The commercial lending arm of Goldman Sachs, Goldman Sachs BDC Inc. raised $120 million in an IPO, with shares going for just $20, what marketers consider the lower end of the market range.
Goldman Sachs Group Commercial Lending Arm Shares Fall After IPO
On March 17, the financial giant sold six million shares of Goldman Sachs BDC Inc and it will trade on the New York Stock Exchange with GSBD as its official ticker symbol.
The BDC arm of Goldman Sachs is dedicated to business development and lends to the middle-sized companies in the U.S. Goldman Sachs BDC Inc, which is based in New York generated over $500 million in 2013, just from private placements alone, while Goldman Sachs, the parent company held an estimated 20% of the company’s stock by the end of 2014.
In its March 10 regulatory filing, Goldman Sachs said, “We have a preeminent network of relationships and we are able to provide valuable intellectual, financial and capital to middle-sized borrowers.”
The company further added, “Many borrowers prefer to do business with us and our advised funds as they grow in their life cycle.”
Typically, business development companies pay out a large percentage of their earnings in form of dividends if they invest in smaller companies in the U.S.
Morgan Stanley, Credit Suisse Group AG, Goldman Sachs, Citigroup Inc., Wells Fargo & Co., and the Merrill Lynch unit of Bank of America Corp were the top underwriters.
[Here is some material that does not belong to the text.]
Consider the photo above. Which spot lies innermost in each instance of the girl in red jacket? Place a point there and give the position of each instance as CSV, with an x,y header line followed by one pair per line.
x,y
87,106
Goldman Sachs BDC Inc shares will start to trade on the New York Stock Exchange on March 17, with Goldman set to ring the opening bell at the NYSE. The lending unit enjoys a great tax advantage and was established two years ago, to provide high yield loans.
In its aforementioned filings, Goldman said that it is keen on lending to U.S. firms that have no credit ratings and earn between $5 million and $75 million each year.
The IPO comes in the steps of Goldman’s predictions that regulations would arise that had the potential to move activities to non-banks from banks. Researchers at the financial firm also forecasted that non-traditional lending institutions could use up $11 billion out of the $150 billion yearly profits across the banking sector in a couple of years.
Business development companies are governed by various Securities and Exchange Commission regulations. A major requirement is that they maintain a 1:1 equity-debt ratio. These types of companies are particularly favorable given that they have fewer restriction compared to banks, which are governed by strict regulations surrounding leveraged lending. Business development companies do not pay federal taxes.
Robert Dodd, a specialty-financial analyst at Raymond James Financial Inc. said, ‘Due to the changing regulatory framework, banks are less competitive than they were in the past. By establishing a BDC facility, there are some advantages for the bank.”
Policymakers are also considering the possibility of reducing the bureaucracy involved in creating BDCs and therefore allowing them to take on more debt. Brett Palmer, president of the Small Business Investor Alliance said that in the last Congress, time ran out to discuss a bill pertaining to this specific issue. However, there are signs that the bill will be introduced again in the current Congress.